HM 4.3 latest dev snapshot - Reliability?


 

Jerry Allen

New member
I have had some issues with HM today. The 1st day of operation.
Hardware
Known good RPI 3b+
Known good sd card
Know good RF quality signal is great with 99% quality @72mbps, no dropped packets wile pinging
Power supply is 12v regulated 5 amp. the scope see little to no noise from the supply.

1. Serial Error and no HM hardware detected. Restarted linkmeterd and it worked. Did not require a reboot or power cycle of the PI, nothing logged that I can find.
2. Trying to use PitDroid all was working then poof it worked no more. Reset my phone, reinstalled pitdroid still no go but a browser pointed at the same ip/port would work. I reboot the HM and PitDroid started working. All the while I have an external process that I built for another grill controller that is polling the new HM every 30 seconds so I can get it integrated and that process never missed a polling set.

I have remote logging turned on and there is nothing logged about the serial error or about this inability to connect.

Any suggestions? I will put this on a battery to eliminate power issues.....

Jerry
 
I'm not sure where to tell you to look to try to track this down, since posting the new snapshot last week (November 20 2018 12:25:09 EST) I've had both a 3A+ and B running. The 3A+ is pretty much identical hardware from a parts-in-use standpoint (wifi and CPU), right?. Checking their graphs I don't see any dropouts over the past 24 hours, although that doesn't say if there have been any dropouts in the serial communication over the past week. They both still respond to web requests, but I don't have something polling them every 30 seconds.

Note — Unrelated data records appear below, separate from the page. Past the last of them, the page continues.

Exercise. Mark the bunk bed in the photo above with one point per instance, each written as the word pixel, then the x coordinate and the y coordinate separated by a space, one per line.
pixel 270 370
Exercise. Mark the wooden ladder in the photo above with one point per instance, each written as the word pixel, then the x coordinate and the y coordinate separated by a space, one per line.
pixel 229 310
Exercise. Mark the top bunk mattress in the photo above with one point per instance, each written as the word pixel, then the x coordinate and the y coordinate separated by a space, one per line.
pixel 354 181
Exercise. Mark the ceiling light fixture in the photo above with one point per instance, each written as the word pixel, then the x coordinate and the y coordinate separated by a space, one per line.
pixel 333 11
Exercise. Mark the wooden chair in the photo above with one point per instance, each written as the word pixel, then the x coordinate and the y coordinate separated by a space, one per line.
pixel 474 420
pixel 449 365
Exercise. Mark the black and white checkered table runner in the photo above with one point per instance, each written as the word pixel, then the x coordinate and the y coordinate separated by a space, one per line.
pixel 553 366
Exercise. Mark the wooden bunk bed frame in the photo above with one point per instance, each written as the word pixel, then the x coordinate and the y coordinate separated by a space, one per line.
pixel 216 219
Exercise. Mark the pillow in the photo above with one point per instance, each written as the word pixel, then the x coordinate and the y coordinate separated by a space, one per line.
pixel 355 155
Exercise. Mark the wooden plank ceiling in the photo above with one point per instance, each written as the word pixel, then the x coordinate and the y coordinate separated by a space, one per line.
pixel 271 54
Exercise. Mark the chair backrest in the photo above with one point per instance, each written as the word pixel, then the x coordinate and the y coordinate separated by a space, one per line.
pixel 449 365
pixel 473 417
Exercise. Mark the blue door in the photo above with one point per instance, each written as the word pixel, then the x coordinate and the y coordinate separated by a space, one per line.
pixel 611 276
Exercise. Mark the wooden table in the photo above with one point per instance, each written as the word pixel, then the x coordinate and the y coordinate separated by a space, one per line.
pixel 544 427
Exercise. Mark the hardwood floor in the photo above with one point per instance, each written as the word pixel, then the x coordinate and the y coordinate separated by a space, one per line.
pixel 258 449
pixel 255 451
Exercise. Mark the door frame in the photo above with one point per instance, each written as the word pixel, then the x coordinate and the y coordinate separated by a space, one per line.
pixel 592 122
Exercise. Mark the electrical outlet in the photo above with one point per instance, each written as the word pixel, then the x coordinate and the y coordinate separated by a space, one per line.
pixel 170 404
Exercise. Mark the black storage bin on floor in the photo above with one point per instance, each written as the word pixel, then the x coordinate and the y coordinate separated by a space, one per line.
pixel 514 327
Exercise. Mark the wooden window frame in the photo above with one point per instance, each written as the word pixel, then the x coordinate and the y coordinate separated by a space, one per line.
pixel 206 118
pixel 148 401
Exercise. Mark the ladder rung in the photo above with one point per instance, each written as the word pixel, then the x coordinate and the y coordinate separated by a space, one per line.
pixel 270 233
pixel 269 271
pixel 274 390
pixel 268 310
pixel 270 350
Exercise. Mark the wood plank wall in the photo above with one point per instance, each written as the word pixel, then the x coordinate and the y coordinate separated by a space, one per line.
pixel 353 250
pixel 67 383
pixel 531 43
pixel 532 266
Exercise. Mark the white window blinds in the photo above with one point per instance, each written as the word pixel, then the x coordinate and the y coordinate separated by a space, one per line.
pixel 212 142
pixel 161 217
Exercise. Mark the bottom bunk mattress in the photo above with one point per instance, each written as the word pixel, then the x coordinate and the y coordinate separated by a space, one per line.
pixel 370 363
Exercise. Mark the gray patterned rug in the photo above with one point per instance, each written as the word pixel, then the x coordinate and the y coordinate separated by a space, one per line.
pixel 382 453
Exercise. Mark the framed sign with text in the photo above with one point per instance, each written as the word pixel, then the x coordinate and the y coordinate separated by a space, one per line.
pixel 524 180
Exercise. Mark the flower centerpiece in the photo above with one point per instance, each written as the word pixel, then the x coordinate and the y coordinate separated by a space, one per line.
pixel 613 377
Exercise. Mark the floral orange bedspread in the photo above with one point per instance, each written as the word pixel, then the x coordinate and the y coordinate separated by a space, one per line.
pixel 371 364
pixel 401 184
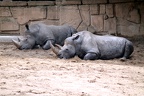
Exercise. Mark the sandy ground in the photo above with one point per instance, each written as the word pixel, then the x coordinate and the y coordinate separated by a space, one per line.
pixel 40 73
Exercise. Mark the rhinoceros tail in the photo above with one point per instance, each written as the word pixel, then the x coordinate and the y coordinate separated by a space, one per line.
pixel 128 49
pixel 27 26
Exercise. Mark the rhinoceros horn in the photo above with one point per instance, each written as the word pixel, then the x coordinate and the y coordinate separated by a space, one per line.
pixel 16 43
pixel 54 49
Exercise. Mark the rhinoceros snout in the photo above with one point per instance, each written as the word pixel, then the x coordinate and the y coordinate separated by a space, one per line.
pixel 60 56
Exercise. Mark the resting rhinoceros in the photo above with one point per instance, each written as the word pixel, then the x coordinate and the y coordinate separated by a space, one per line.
pixel 88 46
pixel 40 34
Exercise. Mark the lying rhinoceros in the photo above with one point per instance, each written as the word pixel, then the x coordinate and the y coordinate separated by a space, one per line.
pixel 41 34
pixel 88 46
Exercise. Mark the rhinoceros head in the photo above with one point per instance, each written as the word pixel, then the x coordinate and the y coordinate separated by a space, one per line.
pixel 26 43
pixel 68 50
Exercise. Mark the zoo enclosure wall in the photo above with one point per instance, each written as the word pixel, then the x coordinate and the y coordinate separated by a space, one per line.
pixel 119 17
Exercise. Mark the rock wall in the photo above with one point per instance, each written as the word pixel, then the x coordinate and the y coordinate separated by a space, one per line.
pixel 119 17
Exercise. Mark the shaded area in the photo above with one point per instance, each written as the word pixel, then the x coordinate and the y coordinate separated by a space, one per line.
pixel 40 73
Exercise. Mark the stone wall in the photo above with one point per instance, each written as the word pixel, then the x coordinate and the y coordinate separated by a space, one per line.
pixel 119 17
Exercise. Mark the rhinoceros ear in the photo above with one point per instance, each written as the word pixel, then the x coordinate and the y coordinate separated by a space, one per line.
pixel 27 26
pixel 75 37
pixel 55 50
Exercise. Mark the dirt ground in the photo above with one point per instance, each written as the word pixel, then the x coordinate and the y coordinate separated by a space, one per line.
pixel 40 73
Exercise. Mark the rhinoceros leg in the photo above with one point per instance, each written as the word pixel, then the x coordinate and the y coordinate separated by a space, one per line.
pixel 127 50
pixel 91 56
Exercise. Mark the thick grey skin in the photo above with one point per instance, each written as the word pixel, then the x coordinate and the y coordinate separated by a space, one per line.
pixel 41 34
pixel 88 46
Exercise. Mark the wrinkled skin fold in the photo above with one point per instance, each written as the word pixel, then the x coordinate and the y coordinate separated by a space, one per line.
pixel 40 34
pixel 88 46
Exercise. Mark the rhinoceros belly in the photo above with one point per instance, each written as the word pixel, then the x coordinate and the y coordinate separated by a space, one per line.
pixel 111 49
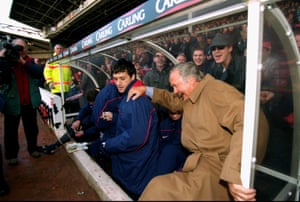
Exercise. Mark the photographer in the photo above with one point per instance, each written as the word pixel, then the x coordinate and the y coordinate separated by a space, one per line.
pixel 22 98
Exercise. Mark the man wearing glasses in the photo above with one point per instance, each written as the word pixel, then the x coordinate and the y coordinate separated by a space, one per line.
pixel 227 66
pixel 22 98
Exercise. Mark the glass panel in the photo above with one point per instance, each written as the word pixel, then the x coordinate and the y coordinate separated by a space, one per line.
pixel 279 166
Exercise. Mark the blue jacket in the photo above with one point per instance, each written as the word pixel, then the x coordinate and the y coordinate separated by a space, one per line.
pixel 86 120
pixel 134 149
pixel 108 99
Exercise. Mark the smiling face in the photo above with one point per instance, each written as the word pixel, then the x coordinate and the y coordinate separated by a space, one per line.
pixel 182 87
pixel 222 54
pixel 198 57
pixel 122 80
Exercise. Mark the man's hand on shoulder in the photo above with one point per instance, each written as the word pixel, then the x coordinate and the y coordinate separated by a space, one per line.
pixel 136 92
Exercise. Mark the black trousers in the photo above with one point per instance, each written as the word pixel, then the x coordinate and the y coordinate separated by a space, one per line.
pixel 11 127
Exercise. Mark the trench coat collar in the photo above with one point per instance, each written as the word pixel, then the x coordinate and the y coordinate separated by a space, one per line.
pixel 199 88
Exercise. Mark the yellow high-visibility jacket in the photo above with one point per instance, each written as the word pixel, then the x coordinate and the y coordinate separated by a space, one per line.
pixel 52 74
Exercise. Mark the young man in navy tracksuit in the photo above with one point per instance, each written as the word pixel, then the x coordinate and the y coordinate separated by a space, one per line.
pixel 135 146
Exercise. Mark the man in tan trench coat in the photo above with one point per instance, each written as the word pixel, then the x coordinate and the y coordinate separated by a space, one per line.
pixel 212 129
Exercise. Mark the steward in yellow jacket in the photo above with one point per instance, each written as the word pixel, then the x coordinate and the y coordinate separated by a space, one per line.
pixel 52 76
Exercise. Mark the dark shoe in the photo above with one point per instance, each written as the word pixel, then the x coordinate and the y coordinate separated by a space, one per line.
pixel 12 161
pixel 4 189
pixel 35 154
pixel 47 149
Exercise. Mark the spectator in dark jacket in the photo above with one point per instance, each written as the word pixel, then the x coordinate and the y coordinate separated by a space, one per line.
pixel 22 98
pixel 227 66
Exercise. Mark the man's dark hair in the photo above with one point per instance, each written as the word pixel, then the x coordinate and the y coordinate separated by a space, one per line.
pixel 123 65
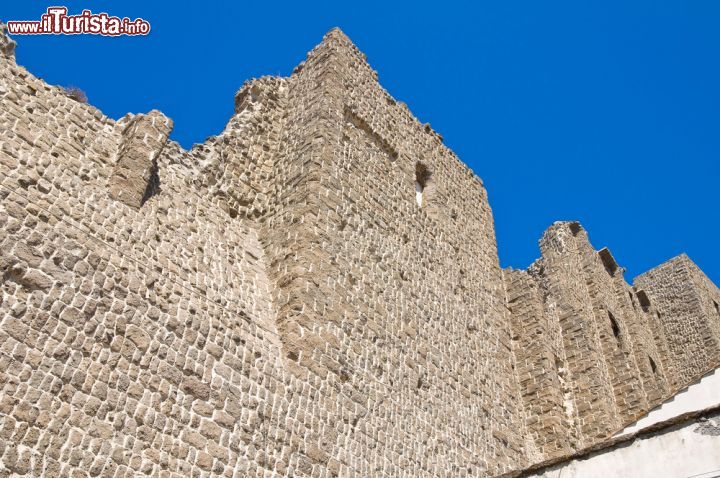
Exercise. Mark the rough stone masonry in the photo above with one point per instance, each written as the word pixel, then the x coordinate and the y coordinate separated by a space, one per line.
pixel 313 292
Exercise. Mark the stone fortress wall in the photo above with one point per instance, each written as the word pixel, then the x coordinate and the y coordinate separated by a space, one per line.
pixel 313 292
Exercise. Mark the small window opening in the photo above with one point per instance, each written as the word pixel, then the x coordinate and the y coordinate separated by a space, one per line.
pixel 644 300
pixel 422 175
pixel 615 326
pixel 632 301
pixel 653 367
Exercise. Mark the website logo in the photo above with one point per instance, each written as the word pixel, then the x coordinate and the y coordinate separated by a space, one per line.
pixel 57 22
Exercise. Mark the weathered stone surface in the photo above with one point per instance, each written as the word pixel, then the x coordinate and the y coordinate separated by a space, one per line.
pixel 314 292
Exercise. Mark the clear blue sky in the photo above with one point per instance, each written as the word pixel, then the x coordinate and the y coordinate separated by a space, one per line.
pixel 607 112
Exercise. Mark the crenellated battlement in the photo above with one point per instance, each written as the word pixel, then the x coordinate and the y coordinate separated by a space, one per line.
pixel 315 291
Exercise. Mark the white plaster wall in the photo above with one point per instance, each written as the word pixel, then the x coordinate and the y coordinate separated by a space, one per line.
pixel 699 396
pixel 693 450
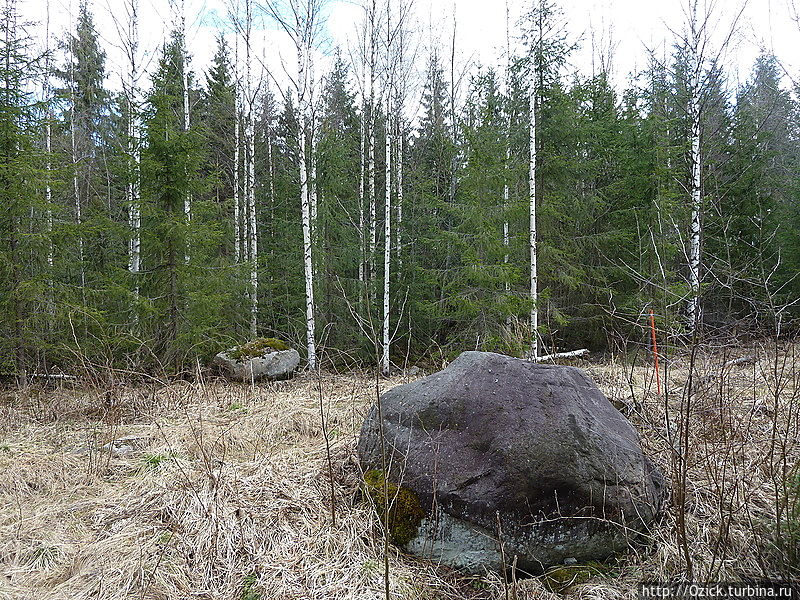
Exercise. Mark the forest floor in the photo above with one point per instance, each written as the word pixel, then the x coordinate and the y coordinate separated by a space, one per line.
pixel 216 490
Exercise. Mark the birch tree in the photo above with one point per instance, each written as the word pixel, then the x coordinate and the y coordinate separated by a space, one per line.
pixel 129 36
pixel 300 23
pixel 187 203
pixel 696 40
pixel 387 208
pixel 250 194
pixel 48 167
pixel 694 66
pixel 237 234
pixel 533 82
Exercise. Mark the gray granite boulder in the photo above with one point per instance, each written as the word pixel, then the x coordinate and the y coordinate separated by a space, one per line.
pixel 496 444
pixel 264 358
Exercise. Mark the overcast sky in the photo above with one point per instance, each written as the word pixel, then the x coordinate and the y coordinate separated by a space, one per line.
pixel 628 28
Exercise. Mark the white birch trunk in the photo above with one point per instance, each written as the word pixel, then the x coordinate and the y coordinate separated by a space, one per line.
pixel 187 202
pixel 532 213
pixel 693 309
pixel 48 167
pixel 371 148
pixel 387 247
pixel 305 202
pixel 237 233
pixel 312 129
pixel 362 192
pixel 250 176
pixel 398 230
pixel 506 238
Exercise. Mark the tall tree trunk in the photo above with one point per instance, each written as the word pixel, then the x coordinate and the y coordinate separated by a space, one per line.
pixel 237 233
pixel 361 193
pixel 371 150
pixel 387 245
pixel 303 54
pixel 187 202
pixel 134 212
pixel 532 209
pixel 507 141
pixel 76 187
pixel 250 175
pixel 693 309
pixel 51 307
pixel 398 230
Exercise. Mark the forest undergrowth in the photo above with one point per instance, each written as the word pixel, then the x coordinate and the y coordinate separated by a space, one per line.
pixel 221 491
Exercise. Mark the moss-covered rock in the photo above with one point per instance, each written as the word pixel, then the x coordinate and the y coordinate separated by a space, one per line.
pixel 257 347
pixel 405 513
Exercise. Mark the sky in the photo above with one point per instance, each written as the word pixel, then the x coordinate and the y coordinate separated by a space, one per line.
pixel 626 30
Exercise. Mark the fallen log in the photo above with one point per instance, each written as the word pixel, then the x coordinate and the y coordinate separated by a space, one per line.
pixel 744 360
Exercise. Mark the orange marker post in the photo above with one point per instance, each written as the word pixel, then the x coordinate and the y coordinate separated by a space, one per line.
pixel 655 350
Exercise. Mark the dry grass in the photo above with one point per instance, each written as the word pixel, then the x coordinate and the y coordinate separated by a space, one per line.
pixel 225 492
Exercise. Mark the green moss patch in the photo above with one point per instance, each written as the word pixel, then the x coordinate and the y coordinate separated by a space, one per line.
pixel 258 347
pixel 560 579
pixel 405 513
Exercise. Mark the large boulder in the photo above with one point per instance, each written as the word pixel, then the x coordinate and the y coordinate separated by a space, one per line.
pixel 497 448
pixel 263 358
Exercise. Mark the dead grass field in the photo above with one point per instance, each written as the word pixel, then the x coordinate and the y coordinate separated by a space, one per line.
pixel 222 491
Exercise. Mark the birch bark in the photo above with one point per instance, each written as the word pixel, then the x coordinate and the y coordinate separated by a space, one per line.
pixel 532 92
pixel 250 174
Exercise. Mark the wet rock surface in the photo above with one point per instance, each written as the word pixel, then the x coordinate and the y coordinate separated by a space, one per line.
pixel 502 449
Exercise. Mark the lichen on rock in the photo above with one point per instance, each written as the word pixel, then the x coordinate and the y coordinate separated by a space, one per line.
pixel 257 347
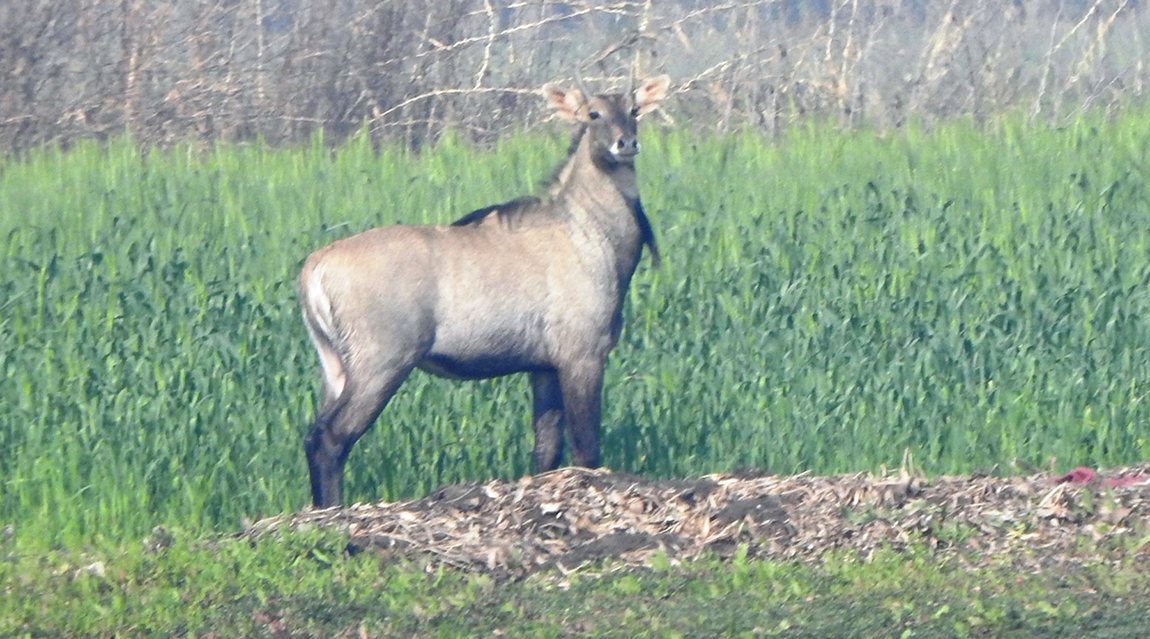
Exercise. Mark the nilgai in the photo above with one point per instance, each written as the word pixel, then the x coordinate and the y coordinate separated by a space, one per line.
pixel 535 285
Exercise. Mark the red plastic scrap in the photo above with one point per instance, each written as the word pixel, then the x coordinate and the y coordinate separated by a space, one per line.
pixel 1083 475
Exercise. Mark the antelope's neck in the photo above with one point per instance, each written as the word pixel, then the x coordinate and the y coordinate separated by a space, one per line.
pixel 603 192
pixel 600 203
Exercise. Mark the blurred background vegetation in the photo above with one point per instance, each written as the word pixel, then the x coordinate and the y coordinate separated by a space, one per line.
pixel 282 69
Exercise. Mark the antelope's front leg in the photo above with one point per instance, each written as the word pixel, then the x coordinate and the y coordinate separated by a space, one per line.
pixel 582 390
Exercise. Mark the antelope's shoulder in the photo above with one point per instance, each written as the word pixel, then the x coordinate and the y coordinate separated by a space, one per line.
pixel 512 213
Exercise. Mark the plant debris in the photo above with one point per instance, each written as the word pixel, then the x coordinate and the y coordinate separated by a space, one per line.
pixel 572 517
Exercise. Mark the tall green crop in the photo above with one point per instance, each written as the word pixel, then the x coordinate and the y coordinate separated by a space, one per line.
pixel 826 302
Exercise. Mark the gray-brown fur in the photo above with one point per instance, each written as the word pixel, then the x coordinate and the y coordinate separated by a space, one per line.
pixel 535 285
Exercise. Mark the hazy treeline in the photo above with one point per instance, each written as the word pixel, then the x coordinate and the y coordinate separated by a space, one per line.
pixel 281 69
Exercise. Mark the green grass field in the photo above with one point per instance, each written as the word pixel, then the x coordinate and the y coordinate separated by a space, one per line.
pixel 301 585
pixel 827 302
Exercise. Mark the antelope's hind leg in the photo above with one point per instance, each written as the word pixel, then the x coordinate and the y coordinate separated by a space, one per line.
pixel 353 400
pixel 547 421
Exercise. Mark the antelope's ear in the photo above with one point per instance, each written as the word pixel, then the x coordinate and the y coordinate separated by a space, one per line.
pixel 567 102
pixel 649 93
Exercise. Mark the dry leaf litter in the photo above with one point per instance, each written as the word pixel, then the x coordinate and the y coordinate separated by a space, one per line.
pixel 573 517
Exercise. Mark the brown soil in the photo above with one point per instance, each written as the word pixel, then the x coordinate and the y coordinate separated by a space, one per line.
pixel 574 517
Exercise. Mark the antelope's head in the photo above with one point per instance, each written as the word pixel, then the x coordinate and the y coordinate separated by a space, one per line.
pixel 610 121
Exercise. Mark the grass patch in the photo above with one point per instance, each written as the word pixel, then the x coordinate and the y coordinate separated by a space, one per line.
pixel 305 585
pixel 827 303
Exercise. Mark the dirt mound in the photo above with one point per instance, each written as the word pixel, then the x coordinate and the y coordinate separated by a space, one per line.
pixel 569 517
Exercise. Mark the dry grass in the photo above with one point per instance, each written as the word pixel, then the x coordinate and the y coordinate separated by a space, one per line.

I would say first thing would be to separate the two issues. Don't use PitDroid and just use the webui and see if there's any issue with lost communication. I don't think there will be an issue though, because your external process was still pulling data, which meant the HeaterMeter -> linkmeterd -> lmclient -> uhttpd path was fully operational. The web server should be able to support up 20 simultaneous requests and 100 ongoing connections. You could check /luci/admin/status/processes in the webui when it stops working and see if you have 20 or more uhttpd processes going, which would indicate something is holding onto them for some reason.

If it still is acting up, then maybe you can provide information about your external polling process and I can set that test up here as well to see if I can reproduce it under similar conditions.
 
Hi Bryan,

I took the HM apart last night and re soldered everything (not something I wish on anyone) I also placed some butyl rubber spacers to stabilize the 3 boards in the HM and placed a small dab of hot glue on the connectors so there is no way the connections can move then put it in the case. The external poller has ran for 14 hours now with no issue without pitdroid running. I'll start pitdroid as well tonight if I can keep it running on my phone and at the same time keep the poller running i'll test for another 24 hours. There are 3-4 uhttpd processes and there never seems to be more than 4 TCP sockets in condition TIME_WAIT and 6 TCP_LISTEN on the HM, 1 of which is IPv6 that never gets used.......

Issues could have been a fluke or I could have had a component that was not fully soldered.

I had issues with the CyberQ running out of sockets/listeners so I know what you are referring to. CyberQ after 5 or 6 years is wore out, no lcd and probe connections no longer reliable etc. but the cost of them is not something I want to endure again......

The poller is really quite simple, it opens a connection, gets the json data auto closes the connection and parses the json. Eventually it will stuff this into my homegrown software that has an area for notes/recipes/etc.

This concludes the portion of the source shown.